Over the past month, certain columnists have bid low key adieus (one of which will be the focus of Part Two of this post) amid announcements of new (to the magazine, not the Times) voices coming in, like Mark Bittman, so it makes sense that the editor, Hugo Lindgren, would hitch a redesign to the content makeover (admittedly, I would probably do the same thing). In his editor's letter introducing the changes, Lindgren writes about the "how, what and why" of the new design and he loftily sums up the latter as an attempt to answer the "puzzling question, in this moment of technological upheaval, of how to intensify the experience of reading a print magazine." 

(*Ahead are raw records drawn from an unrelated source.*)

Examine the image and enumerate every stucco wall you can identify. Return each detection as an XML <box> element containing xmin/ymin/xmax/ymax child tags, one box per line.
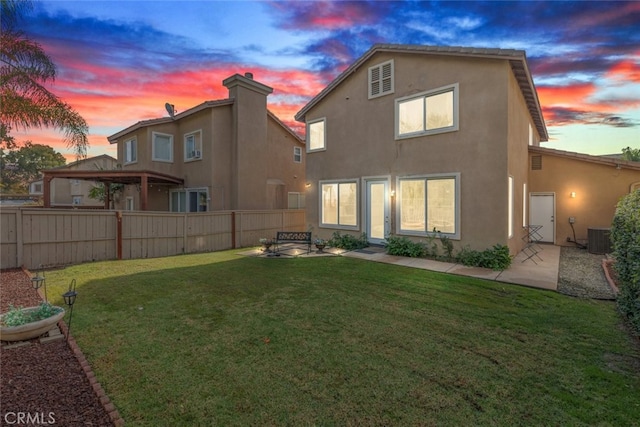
<box><xmin>306</xmin><ymin>52</ymin><xmax>528</xmax><ymax>249</ymax></box>
<box><xmin>529</xmin><ymin>149</ymin><xmax>640</xmax><ymax>246</ymax></box>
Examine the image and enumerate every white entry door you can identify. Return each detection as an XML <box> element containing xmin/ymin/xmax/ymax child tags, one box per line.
<box><xmin>529</xmin><ymin>193</ymin><xmax>556</xmax><ymax>243</ymax></box>
<box><xmin>365</xmin><ymin>179</ymin><xmax>390</xmax><ymax>244</ymax></box>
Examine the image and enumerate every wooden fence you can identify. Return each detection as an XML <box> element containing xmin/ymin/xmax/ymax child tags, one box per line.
<box><xmin>0</xmin><ymin>208</ymin><xmax>307</xmax><ymax>269</ymax></box>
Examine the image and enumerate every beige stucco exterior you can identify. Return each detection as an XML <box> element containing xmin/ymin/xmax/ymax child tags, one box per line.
<box><xmin>109</xmin><ymin>74</ymin><xmax>305</xmax><ymax>211</ymax></box>
<box><xmin>529</xmin><ymin>147</ymin><xmax>640</xmax><ymax>246</ymax></box>
<box><xmin>29</xmin><ymin>154</ymin><xmax>118</xmax><ymax>209</ymax></box>
<box><xmin>296</xmin><ymin>45</ymin><xmax>546</xmax><ymax>253</ymax></box>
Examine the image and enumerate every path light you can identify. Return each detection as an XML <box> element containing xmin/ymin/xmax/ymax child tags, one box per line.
<box><xmin>62</xmin><ymin>279</ymin><xmax>78</xmax><ymax>340</ymax></box>
<box><xmin>31</xmin><ymin>266</ymin><xmax>49</xmax><ymax>302</ymax></box>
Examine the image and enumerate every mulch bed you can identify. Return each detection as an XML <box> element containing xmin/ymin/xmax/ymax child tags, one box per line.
<box><xmin>0</xmin><ymin>270</ymin><xmax>115</xmax><ymax>427</ymax></box>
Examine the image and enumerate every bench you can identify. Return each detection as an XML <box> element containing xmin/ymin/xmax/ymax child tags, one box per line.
<box><xmin>275</xmin><ymin>231</ymin><xmax>311</xmax><ymax>254</ymax></box>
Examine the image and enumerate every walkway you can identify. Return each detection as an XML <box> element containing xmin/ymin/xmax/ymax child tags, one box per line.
<box><xmin>243</xmin><ymin>244</ymin><xmax>560</xmax><ymax>291</ymax></box>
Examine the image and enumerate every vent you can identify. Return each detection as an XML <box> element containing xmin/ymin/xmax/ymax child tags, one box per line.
<box><xmin>531</xmin><ymin>156</ymin><xmax>542</xmax><ymax>171</ymax></box>
<box><xmin>587</xmin><ymin>228</ymin><xmax>611</xmax><ymax>254</ymax></box>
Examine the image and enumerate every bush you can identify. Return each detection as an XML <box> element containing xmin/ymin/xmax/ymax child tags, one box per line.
<box><xmin>329</xmin><ymin>231</ymin><xmax>369</xmax><ymax>251</ymax></box>
<box><xmin>611</xmin><ymin>190</ymin><xmax>640</xmax><ymax>335</ymax></box>
<box><xmin>457</xmin><ymin>244</ymin><xmax>511</xmax><ymax>271</ymax></box>
<box><xmin>385</xmin><ymin>236</ymin><xmax>426</xmax><ymax>258</ymax></box>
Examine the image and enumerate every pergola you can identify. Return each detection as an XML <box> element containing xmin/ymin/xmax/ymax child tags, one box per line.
<box><xmin>42</xmin><ymin>169</ymin><xmax>184</xmax><ymax>211</ymax></box>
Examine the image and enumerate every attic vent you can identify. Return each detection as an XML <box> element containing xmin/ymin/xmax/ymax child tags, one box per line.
<box><xmin>369</xmin><ymin>60</ymin><xmax>393</xmax><ymax>98</ymax></box>
<box><xmin>531</xmin><ymin>156</ymin><xmax>542</xmax><ymax>171</ymax></box>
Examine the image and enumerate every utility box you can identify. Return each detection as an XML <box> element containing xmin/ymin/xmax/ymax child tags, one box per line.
<box><xmin>587</xmin><ymin>228</ymin><xmax>611</xmax><ymax>254</ymax></box>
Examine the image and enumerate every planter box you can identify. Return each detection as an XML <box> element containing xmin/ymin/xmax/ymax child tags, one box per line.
<box><xmin>0</xmin><ymin>307</ymin><xmax>65</xmax><ymax>341</ymax></box>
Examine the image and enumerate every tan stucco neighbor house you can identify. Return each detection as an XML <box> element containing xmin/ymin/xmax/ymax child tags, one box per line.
<box><xmin>296</xmin><ymin>44</ymin><xmax>548</xmax><ymax>253</ymax></box>
<box><xmin>103</xmin><ymin>73</ymin><xmax>306</xmax><ymax>212</ymax></box>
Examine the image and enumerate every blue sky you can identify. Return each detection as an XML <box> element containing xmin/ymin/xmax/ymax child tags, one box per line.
<box><xmin>14</xmin><ymin>0</ymin><xmax>640</xmax><ymax>160</ymax></box>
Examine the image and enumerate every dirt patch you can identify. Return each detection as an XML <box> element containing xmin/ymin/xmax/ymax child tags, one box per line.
<box><xmin>0</xmin><ymin>270</ymin><xmax>114</xmax><ymax>426</ymax></box>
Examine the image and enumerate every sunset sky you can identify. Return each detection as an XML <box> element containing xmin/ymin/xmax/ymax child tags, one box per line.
<box><xmin>13</xmin><ymin>0</ymin><xmax>640</xmax><ymax>160</ymax></box>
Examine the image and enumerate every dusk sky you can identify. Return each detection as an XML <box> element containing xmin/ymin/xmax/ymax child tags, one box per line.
<box><xmin>13</xmin><ymin>0</ymin><xmax>640</xmax><ymax>160</ymax></box>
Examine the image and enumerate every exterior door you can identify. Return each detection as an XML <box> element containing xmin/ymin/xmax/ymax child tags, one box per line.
<box><xmin>365</xmin><ymin>179</ymin><xmax>390</xmax><ymax>244</ymax></box>
<box><xmin>529</xmin><ymin>193</ymin><xmax>556</xmax><ymax>243</ymax></box>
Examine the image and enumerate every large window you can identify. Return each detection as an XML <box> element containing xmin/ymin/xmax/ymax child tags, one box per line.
<box><xmin>307</xmin><ymin>119</ymin><xmax>327</xmax><ymax>151</ymax></box>
<box><xmin>184</xmin><ymin>131</ymin><xmax>202</xmax><ymax>160</ymax></box>
<box><xmin>152</xmin><ymin>132</ymin><xmax>173</xmax><ymax>162</ymax></box>
<box><xmin>398</xmin><ymin>174</ymin><xmax>460</xmax><ymax>238</ymax></box>
<box><xmin>124</xmin><ymin>138</ymin><xmax>138</xmax><ymax>163</ymax></box>
<box><xmin>396</xmin><ymin>83</ymin><xmax>458</xmax><ymax>139</ymax></box>
<box><xmin>369</xmin><ymin>60</ymin><xmax>394</xmax><ymax>99</ymax></box>
<box><xmin>171</xmin><ymin>188</ymin><xmax>209</xmax><ymax>212</ymax></box>
<box><xmin>320</xmin><ymin>181</ymin><xmax>358</xmax><ymax>229</ymax></box>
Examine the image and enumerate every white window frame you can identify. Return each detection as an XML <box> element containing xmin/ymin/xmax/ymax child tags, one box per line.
<box><xmin>184</xmin><ymin>129</ymin><xmax>202</xmax><ymax>161</ymax></box>
<box><xmin>293</xmin><ymin>147</ymin><xmax>302</xmax><ymax>163</ymax></box>
<box><xmin>394</xmin><ymin>83</ymin><xmax>460</xmax><ymax>140</ymax></box>
<box><xmin>124</xmin><ymin>138</ymin><xmax>138</xmax><ymax>165</ymax></box>
<box><xmin>151</xmin><ymin>132</ymin><xmax>173</xmax><ymax>163</ymax></box>
<box><xmin>396</xmin><ymin>172</ymin><xmax>460</xmax><ymax>240</ymax></box>
<box><xmin>169</xmin><ymin>187</ymin><xmax>211</xmax><ymax>212</ymax></box>
<box><xmin>287</xmin><ymin>191</ymin><xmax>306</xmax><ymax>209</ymax></box>
<box><xmin>306</xmin><ymin>117</ymin><xmax>327</xmax><ymax>153</ymax></box>
<box><xmin>318</xmin><ymin>179</ymin><xmax>360</xmax><ymax>230</ymax></box>
<box><xmin>368</xmin><ymin>59</ymin><xmax>395</xmax><ymax>99</ymax></box>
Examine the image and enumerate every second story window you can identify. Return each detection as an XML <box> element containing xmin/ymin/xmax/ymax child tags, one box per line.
<box><xmin>369</xmin><ymin>60</ymin><xmax>394</xmax><ymax>99</ymax></box>
<box><xmin>184</xmin><ymin>131</ymin><xmax>202</xmax><ymax>160</ymax></box>
<box><xmin>151</xmin><ymin>132</ymin><xmax>173</xmax><ymax>162</ymax></box>
<box><xmin>124</xmin><ymin>138</ymin><xmax>138</xmax><ymax>163</ymax></box>
<box><xmin>396</xmin><ymin>83</ymin><xmax>458</xmax><ymax>139</ymax></box>
<box><xmin>307</xmin><ymin>118</ymin><xmax>327</xmax><ymax>152</ymax></box>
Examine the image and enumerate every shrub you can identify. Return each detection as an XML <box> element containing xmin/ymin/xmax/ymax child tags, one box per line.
<box><xmin>457</xmin><ymin>244</ymin><xmax>511</xmax><ymax>271</ymax></box>
<box><xmin>329</xmin><ymin>231</ymin><xmax>369</xmax><ymax>251</ymax></box>
<box><xmin>611</xmin><ymin>190</ymin><xmax>640</xmax><ymax>335</ymax></box>
<box><xmin>385</xmin><ymin>236</ymin><xmax>426</xmax><ymax>258</ymax></box>
<box><xmin>2</xmin><ymin>302</ymin><xmax>62</xmax><ymax>327</ymax></box>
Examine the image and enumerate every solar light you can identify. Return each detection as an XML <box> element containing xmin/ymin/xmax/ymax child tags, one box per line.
<box><xmin>62</xmin><ymin>279</ymin><xmax>78</xmax><ymax>340</ymax></box>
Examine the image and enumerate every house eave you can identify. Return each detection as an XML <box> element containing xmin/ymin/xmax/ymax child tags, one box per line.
<box><xmin>295</xmin><ymin>44</ymin><xmax>549</xmax><ymax>141</ymax></box>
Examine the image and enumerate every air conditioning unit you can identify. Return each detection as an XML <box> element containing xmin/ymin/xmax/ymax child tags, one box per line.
<box><xmin>587</xmin><ymin>228</ymin><xmax>611</xmax><ymax>254</ymax></box>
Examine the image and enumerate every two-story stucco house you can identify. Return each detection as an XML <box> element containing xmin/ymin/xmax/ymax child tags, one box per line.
<box><xmin>105</xmin><ymin>73</ymin><xmax>306</xmax><ymax>212</ymax></box>
<box><xmin>296</xmin><ymin>44</ymin><xmax>548</xmax><ymax>253</ymax></box>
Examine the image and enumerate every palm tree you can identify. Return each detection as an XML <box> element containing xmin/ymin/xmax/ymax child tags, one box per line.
<box><xmin>0</xmin><ymin>0</ymin><xmax>89</xmax><ymax>157</ymax></box>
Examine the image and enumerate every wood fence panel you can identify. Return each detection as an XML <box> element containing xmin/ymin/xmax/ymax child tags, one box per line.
<box><xmin>0</xmin><ymin>208</ymin><xmax>20</xmax><ymax>268</ymax></box>
<box><xmin>0</xmin><ymin>208</ymin><xmax>307</xmax><ymax>269</ymax></box>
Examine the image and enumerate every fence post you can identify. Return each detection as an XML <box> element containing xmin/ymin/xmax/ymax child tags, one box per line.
<box><xmin>116</xmin><ymin>211</ymin><xmax>122</xmax><ymax>260</ymax></box>
<box><xmin>16</xmin><ymin>208</ymin><xmax>24</xmax><ymax>267</ymax></box>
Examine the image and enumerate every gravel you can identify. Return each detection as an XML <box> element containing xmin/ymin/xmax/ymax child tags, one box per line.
<box><xmin>0</xmin><ymin>251</ymin><xmax>615</xmax><ymax>427</ymax></box>
<box><xmin>558</xmin><ymin>246</ymin><xmax>615</xmax><ymax>300</ymax></box>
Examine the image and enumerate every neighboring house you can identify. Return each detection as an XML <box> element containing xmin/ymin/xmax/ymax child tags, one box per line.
<box><xmin>103</xmin><ymin>73</ymin><xmax>305</xmax><ymax>212</ymax></box>
<box><xmin>529</xmin><ymin>147</ymin><xmax>640</xmax><ymax>250</ymax></box>
<box><xmin>296</xmin><ymin>44</ymin><xmax>548</xmax><ymax>253</ymax></box>
<box><xmin>34</xmin><ymin>154</ymin><xmax>118</xmax><ymax>208</ymax></box>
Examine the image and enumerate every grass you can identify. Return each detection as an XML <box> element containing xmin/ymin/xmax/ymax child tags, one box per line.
<box><xmin>47</xmin><ymin>251</ymin><xmax>640</xmax><ymax>426</ymax></box>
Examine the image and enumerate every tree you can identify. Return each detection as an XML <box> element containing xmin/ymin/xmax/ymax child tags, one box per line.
<box><xmin>622</xmin><ymin>147</ymin><xmax>640</xmax><ymax>162</ymax></box>
<box><xmin>0</xmin><ymin>0</ymin><xmax>89</xmax><ymax>157</ymax></box>
<box><xmin>0</xmin><ymin>141</ymin><xmax>66</xmax><ymax>193</ymax></box>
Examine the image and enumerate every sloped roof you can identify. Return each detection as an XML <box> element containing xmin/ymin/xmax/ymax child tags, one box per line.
<box><xmin>529</xmin><ymin>145</ymin><xmax>640</xmax><ymax>171</ymax></box>
<box><xmin>295</xmin><ymin>44</ymin><xmax>549</xmax><ymax>141</ymax></box>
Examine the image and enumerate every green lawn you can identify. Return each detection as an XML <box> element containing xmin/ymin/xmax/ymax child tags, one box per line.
<box><xmin>47</xmin><ymin>251</ymin><xmax>640</xmax><ymax>426</ymax></box>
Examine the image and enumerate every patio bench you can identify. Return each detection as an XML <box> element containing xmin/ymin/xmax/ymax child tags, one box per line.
<box><xmin>275</xmin><ymin>231</ymin><xmax>311</xmax><ymax>254</ymax></box>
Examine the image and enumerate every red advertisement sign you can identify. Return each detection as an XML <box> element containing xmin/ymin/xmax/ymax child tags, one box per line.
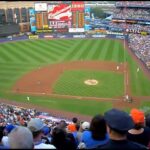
<box><xmin>71</xmin><ymin>1</ymin><xmax>84</xmax><ymax>11</ymax></box>
<box><xmin>48</xmin><ymin>3</ymin><xmax>72</xmax><ymax>28</ymax></box>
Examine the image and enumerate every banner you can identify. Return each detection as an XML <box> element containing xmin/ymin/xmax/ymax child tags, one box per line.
<box><xmin>29</xmin><ymin>9</ymin><xmax>37</xmax><ymax>32</ymax></box>
<box><xmin>69</xmin><ymin>28</ymin><xmax>84</xmax><ymax>33</ymax></box>
<box><xmin>48</xmin><ymin>3</ymin><xmax>72</xmax><ymax>29</ymax></box>
<box><xmin>29</xmin><ymin>35</ymin><xmax>39</xmax><ymax>40</ymax></box>
<box><xmin>84</xmin><ymin>6</ymin><xmax>91</xmax><ymax>31</ymax></box>
<box><xmin>34</xmin><ymin>3</ymin><xmax>47</xmax><ymax>11</ymax></box>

I admire the Times for continuing to print its magazine and for valuing design aesthetics and the goals of the magazine staff enough to back a redesign, but I don't know if this is really the best venue to make a case for an intensification of the print reading experience. First off, the magazine isn't a stand-alone entity; it comes wrapped in two inches of newsprint and I doubt that the Times is going to sway new (youthful) readers to buy a $6 paper just for the experience of reading its magazine in print, when those readers can have access to the whole kit and caboodle for free online. (Yes, the NYT's online business model is soon to change, but I don't believe attaching a price will make readers revert to print if they are digitally inclined. They will probably just shell out the dough or go elsewhere.) 

Secondly, the physical specs of the magazine don't jibe with the high-flying redesign goal. It's hard to convince a reader that the design is improving the print experience when the paper stock is so thin that you can see through what was meant to be a visually soothing expanse of white spice accompanying editorial content to the ad on the other side. Or when knocked out text has a slight fuzz to it because the paper can't hold ink very well. Or—the hallmark of paper reading— when the ink rubs off on your fingers leaving smudges in the magazine and on your face.

This isn't all to say design isn't important or can't improve readability or Lindgren and his team are fools for trying something new, but to me this redesign (unlike the last one which directly responded to the cost-cutting page size reduction) is at best a lateral shift—not an improvement—and at worst, futile. As my husband said yesterday when he glanced at the magazine, "What's the point, newspapers are already dead."